By Jeff Harrison
The Mid-Del School District will see a nearly $2.3 million reduction in state aid this fiscal year due to a midyear adjustment to its funding.
The district’s initial allocation of state aid totaled about $47 million, according to state education department records. But as a result of the annual midyear adjustment, the new amount will be about $44.75 million – a reduction of about 4.86%.
Oklahoma adjusts the amount of state aid schools receive each year, after all revenue collections from the previous years and local dollars are accounted for.
Superintendent Rick Cobb said it’s not unusual for the district to see their state aid decrease due to the midyear adjustment. Mid-Del saw a decrease of nearly $1 million last school year. Cobb said this year’s decrease was larger than expected.
“We expected to see a cut of about $2 million and this was nearly $2.3 million,” he said. “When we got the state aid allocation in the summer, we expected it to be cut in the midyear adjustment.

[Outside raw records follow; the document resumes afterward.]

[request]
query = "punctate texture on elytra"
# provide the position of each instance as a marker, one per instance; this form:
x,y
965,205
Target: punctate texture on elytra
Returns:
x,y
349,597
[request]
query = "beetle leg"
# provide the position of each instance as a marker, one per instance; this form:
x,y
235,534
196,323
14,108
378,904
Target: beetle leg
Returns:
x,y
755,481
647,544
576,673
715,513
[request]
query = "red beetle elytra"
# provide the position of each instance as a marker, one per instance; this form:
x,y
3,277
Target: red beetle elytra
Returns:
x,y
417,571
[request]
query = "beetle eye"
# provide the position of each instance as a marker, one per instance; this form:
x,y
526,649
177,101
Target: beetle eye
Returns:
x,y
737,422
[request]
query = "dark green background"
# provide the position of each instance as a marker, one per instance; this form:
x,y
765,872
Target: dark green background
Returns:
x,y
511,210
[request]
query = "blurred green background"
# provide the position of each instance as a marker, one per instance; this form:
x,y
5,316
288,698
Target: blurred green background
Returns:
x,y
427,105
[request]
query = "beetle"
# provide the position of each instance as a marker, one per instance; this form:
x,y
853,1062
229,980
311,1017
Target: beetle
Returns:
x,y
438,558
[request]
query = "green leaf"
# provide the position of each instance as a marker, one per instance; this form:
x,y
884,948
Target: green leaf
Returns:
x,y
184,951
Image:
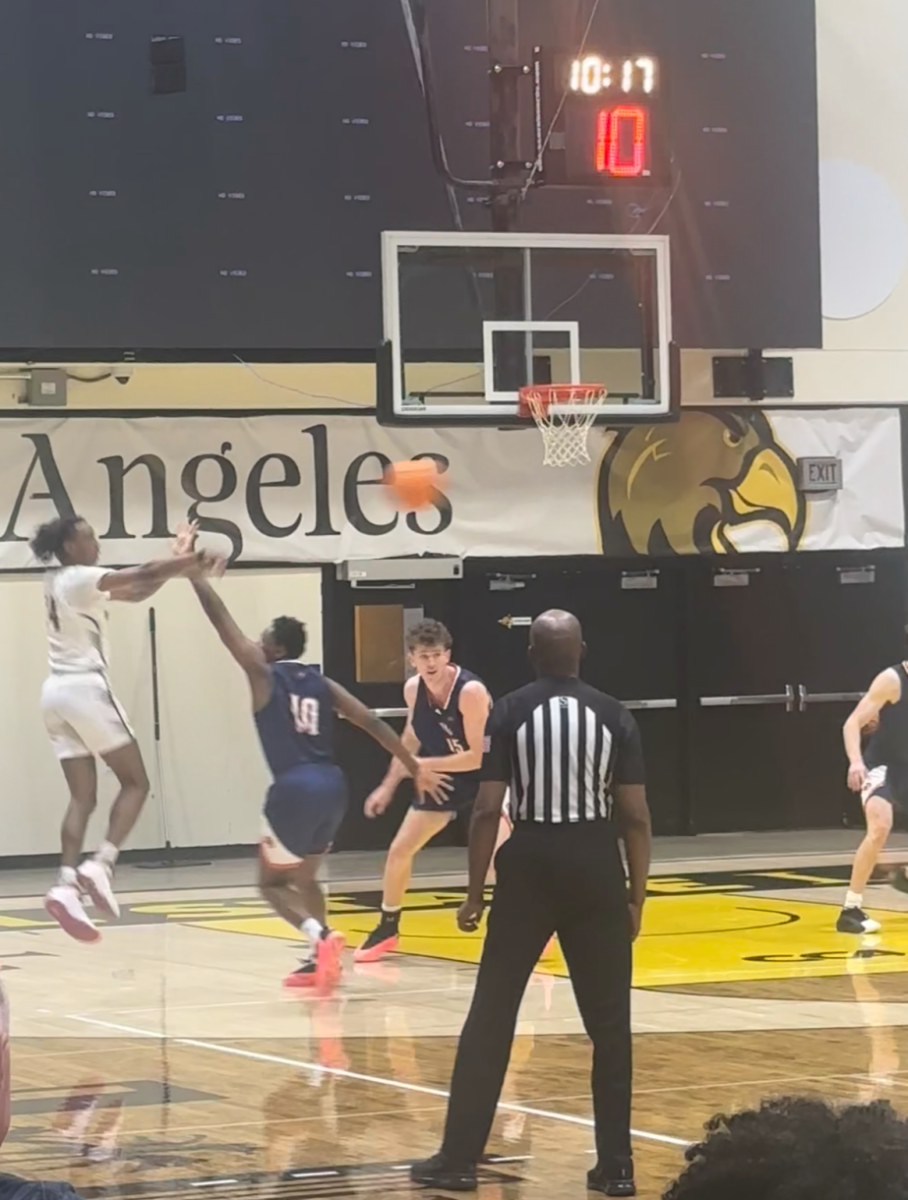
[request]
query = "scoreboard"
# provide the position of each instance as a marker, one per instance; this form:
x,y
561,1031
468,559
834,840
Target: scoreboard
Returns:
x,y
600,119
211,180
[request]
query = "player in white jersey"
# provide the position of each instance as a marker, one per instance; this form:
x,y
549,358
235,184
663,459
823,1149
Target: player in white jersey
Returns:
x,y
80,712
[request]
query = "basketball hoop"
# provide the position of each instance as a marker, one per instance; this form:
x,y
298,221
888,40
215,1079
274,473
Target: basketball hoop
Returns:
x,y
564,414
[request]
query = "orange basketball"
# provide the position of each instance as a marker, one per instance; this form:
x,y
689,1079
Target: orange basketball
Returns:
x,y
412,484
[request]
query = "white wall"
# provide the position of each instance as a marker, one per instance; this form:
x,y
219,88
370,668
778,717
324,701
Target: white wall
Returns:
x,y
208,775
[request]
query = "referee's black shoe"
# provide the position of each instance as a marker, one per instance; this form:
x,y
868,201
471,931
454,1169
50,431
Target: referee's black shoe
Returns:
x,y
615,1180
440,1173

Most of it was built into the budget last year.”
Cobb said the district will have to lean on reserves to cover the higher than expected loss.

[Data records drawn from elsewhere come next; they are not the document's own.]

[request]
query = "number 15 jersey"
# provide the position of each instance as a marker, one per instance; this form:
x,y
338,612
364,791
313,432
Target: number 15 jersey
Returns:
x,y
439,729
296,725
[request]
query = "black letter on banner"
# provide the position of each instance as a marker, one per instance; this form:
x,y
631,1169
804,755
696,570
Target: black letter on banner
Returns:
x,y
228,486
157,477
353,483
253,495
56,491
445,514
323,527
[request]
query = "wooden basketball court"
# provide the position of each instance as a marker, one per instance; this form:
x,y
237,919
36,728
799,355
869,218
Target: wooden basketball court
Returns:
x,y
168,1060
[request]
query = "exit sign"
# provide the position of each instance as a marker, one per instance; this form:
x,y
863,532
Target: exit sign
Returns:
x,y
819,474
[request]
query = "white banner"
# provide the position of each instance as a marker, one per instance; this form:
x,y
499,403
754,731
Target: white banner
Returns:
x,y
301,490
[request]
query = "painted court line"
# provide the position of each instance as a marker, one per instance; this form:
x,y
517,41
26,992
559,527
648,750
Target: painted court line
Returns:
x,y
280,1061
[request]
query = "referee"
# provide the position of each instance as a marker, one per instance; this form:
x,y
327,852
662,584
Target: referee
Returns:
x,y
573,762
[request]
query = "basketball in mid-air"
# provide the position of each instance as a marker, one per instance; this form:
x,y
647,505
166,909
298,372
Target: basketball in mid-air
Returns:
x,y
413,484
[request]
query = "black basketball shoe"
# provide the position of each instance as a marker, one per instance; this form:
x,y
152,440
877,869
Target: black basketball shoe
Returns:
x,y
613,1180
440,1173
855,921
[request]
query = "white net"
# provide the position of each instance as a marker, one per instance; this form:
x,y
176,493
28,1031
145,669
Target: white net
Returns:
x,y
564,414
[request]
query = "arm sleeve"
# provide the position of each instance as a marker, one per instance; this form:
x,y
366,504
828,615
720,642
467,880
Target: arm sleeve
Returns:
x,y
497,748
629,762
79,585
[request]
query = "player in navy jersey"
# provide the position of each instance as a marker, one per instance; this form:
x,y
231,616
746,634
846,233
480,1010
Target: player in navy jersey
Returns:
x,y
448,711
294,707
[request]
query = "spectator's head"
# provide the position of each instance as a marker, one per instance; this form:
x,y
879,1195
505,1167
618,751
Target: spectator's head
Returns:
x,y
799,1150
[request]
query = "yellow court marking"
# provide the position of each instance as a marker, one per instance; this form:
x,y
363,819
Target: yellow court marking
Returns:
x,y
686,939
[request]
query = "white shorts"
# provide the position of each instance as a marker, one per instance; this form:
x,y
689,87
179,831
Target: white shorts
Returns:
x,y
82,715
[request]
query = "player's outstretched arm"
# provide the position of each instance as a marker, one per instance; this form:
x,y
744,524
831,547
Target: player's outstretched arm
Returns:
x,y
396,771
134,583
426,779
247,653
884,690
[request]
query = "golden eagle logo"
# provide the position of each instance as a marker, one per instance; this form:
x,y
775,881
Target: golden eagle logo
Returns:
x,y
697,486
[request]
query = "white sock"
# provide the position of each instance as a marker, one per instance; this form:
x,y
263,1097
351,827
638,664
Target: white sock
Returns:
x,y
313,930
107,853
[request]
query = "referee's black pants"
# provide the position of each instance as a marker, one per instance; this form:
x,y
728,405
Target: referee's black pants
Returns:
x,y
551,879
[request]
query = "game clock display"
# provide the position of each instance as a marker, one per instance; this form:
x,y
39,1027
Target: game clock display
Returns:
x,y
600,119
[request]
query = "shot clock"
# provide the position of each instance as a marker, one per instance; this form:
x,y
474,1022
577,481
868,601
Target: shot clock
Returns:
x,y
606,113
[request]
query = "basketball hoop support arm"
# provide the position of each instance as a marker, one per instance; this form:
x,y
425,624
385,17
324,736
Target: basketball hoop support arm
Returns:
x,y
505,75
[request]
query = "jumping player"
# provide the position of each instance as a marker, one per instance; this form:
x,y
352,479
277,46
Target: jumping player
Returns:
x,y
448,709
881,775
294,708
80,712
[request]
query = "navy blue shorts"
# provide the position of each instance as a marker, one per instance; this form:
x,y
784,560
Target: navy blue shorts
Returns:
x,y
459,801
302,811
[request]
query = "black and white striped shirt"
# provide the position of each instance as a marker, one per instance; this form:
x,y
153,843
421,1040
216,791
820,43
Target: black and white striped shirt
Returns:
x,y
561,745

“We will see a reduction in the carryover at the end of the year and we’ll have to look at our staffing for next year based on our enrollment,” Cobb said. “We’re down quite a few students so we’ll find some cost saving there as well.”
Mid-Del Schools saw enrollment decline by about 3,000 students this year compared to 2019-20. Schools are able to use their highest enrollment or average daily membership over a three-year period for the state funding formula.

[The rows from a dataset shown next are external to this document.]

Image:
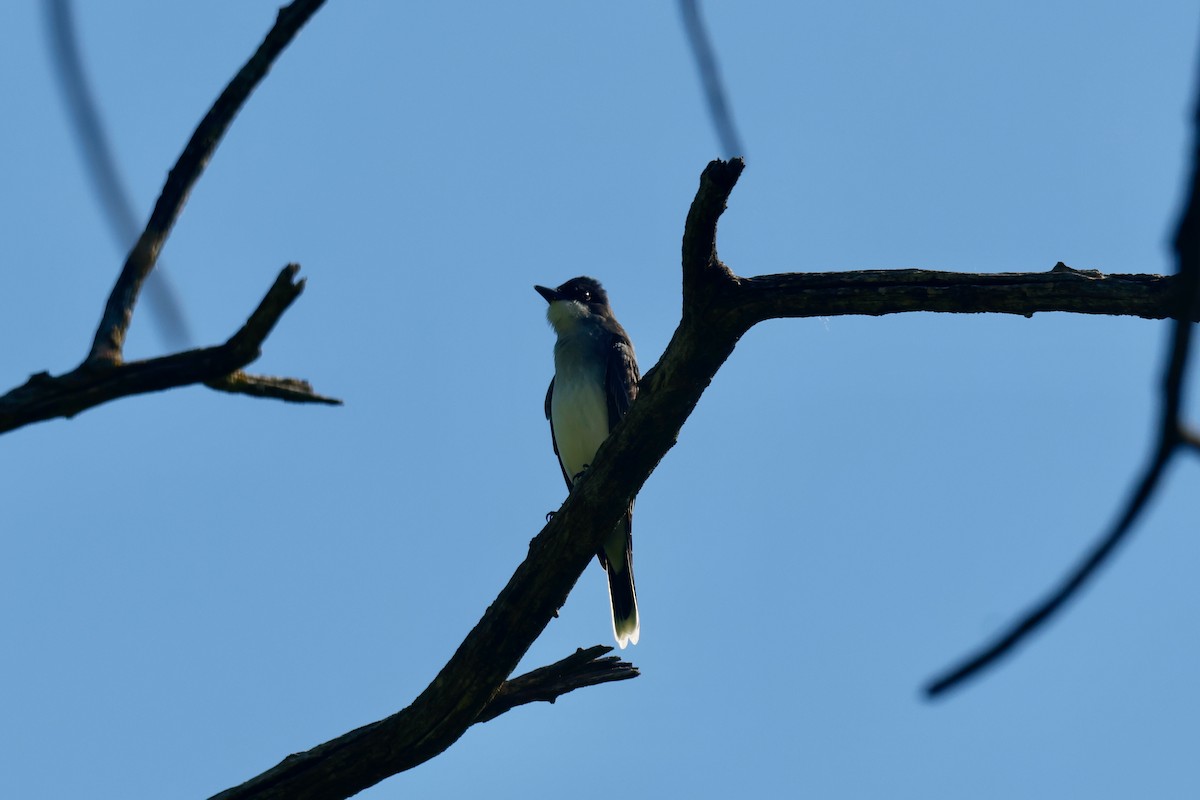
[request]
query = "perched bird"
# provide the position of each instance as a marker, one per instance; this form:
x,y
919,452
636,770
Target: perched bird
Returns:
x,y
595,379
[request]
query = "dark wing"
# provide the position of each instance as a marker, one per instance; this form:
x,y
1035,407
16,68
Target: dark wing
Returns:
x,y
550,394
621,379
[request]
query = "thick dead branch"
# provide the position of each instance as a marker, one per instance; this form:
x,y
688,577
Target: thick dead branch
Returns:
x,y
118,313
91,137
45,396
1182,304
473,677
891,292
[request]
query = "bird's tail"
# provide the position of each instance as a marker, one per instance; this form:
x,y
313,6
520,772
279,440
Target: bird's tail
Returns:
x,y
622,594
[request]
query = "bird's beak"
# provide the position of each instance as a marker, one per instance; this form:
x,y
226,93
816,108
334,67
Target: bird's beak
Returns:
x,y
551,295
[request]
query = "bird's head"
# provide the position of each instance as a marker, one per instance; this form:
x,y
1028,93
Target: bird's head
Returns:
x,y
575,301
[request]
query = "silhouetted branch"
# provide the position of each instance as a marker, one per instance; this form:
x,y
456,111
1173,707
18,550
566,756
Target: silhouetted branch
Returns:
x,y
711,79
547,684
292,390
119,311
1183,305
101,163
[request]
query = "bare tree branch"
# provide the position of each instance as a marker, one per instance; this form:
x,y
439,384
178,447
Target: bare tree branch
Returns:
x,y
101,163
291,390
45,397
711,79
118,313
547,684
1183,305
889,292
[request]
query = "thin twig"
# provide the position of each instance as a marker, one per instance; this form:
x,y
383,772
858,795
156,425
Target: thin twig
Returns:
x,y
547,684
45,396
101,164
119,311
289,390
711,79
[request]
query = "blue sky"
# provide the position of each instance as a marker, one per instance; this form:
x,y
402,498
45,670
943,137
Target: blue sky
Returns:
x,y
196,584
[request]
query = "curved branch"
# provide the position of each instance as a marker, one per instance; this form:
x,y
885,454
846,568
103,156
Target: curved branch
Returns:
x,y
118,313
1182,304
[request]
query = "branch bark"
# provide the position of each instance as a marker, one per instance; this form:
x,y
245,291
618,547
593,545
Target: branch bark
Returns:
x,y
45,396
118,313
719,307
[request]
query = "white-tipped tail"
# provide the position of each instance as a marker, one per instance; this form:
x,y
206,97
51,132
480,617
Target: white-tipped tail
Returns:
x,y
623,597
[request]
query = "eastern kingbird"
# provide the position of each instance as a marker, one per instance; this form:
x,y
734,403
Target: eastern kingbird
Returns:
x,y
595,379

“We are still being funded on our student count from last year, but the state aid funding formula decreased the amount schools get per pupil,” Cobb said.
The majority of school districts across the state saw declines in state aid. Choctaw-Nicoma Park saw a decrease of $912,000 or 5.49%, Putnam City lost $4.6 million or 7.57% and Oklahoma City was down about $9 million or 8.43%.
Primarily online school choices were the exception to the rule. Epic Charter Schools saw an increase of $156 million due to an explosion in new students.